Re: [PATCH 00/26] Moving global state into the repository object (part 1)

Jonathan Nieder <jrnieder@xxxxxxxxx> · Tue, 13 Feb 2018 11:26:21 -0800

Hi,

Stefan Beller wrote:

> This is a real take on the first part of the recent RFC[1].
>
> Jonathan Tan suggested[2] that "sha1_loose_object_info to handle arbitrary repositories"
> might be a good breaking point for a first part at that RFC at patch 38.
> This series is smaller and contains only 26 patches as the patches in the big
> RFC were slightly out of order.

Thanks.  This looks like a nice reviewable series, so I'm happy to see
it broken out.

[...]
> Comments in the early range of that RFC were on 003 where Junio pointed out
> that the coccinelle patch ought to be not in contrib/coccinelle, so I put it
> in a sub directory there, as 'make coccicheck' doesn't traverse subdirs.

Can you say a little more about this?  Was the problem that the
semantic patch wasn't idempotent, that it was too slow to run, or
something else?

If we're including the semantic patch for reference but never running
it, I think I'd prefer it to go in the commit message.  But if it's
useful to run then we should make it idempotent so it can go in
contrib/coccinelle.

[...]
> Duy suggested that we shall not use the repository blindly, but should carefully
> examine whether to pass on an object store or the refstore or such[4], which
> I agree with if it makes sense.

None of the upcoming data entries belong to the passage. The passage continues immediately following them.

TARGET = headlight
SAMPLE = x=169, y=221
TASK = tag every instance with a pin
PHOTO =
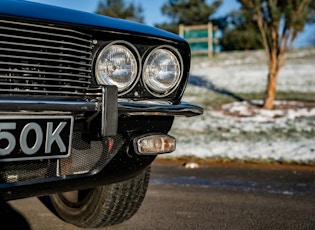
x=161, y=72
x=116, y=65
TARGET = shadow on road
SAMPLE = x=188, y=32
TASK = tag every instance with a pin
x=200, y=82
x=10, y=218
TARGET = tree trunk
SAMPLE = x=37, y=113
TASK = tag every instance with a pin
x=271, y=85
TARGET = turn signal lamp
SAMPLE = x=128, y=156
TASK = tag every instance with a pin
x=154, y=144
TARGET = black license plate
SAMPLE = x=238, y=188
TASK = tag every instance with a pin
x=35, y=137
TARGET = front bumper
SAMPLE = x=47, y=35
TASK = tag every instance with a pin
x=122, y=121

This series unfortunately has an issue with that
> as I would not want to pass down the `ignore_env` flag separately from the object
> store, so I made all functions that only take the object store to have the raw
> object store as the first parameter, and others using the full repository.

I think I want to push back on this a little.

The advantage of a function taking e.g. an object_store as an argument
instead of a repository is that it increases its flexibility, since it
allows callers that do not have access to a repository to call it.  The
disadvantage is also that it increases the flexibility without any
callers benefitting from that:

 1. It ties us to assumptions from today.  If e.g. an object access in
    the future starts relying on some other information from the
    repository (e.g. its config) then we'd have to either add a
    back-pointer from the object store to its repository or add
    additional arguments for that additional data at that point.

    If all callers already have a repository, it is simpler to pass
    that repository as context so that we have the flexibility to make
    more use of it later.

 2. It complicates the caller.  Instead of consistently passing the
    same repository argument as context to functions that access that
    repository, the caller would have to pull out relevant fields like
    the object store from it.

 3. It prevents us from making opportunistic use of other information
    from the repository, such as its name for use in error messages.

In lower-level funcitons that need to be usable by callers without a
repository (e.g. to find packfiles in an alternate) it makes sense to
not pass a repository, but without such a use case in mind I don't
think it needs to be a general goal.

To put it another way, most callers do not *care* whether they are
working with a repository's object store, ref database, or some other
aspect of the repository.  They just know they want to e.g. read an
object from this repository.

It's similar to how FILE * works: some operations rely on the buffer
the FILE * manages and some other operations only rely on the
underlying file descriptor, but using the FILE * consistently provides
a clean abstraction that generally makes life easier.

> Eric Sunshine brought up memory leaks with the RFC, and I would think to
> have plugged all holes.

Yay, thank you!

I'll try to find time to look at the patches in detail soon, but no
promises (i.e. if someone else reviews them first, then even better
;-)).

Sincerely,
Jonathan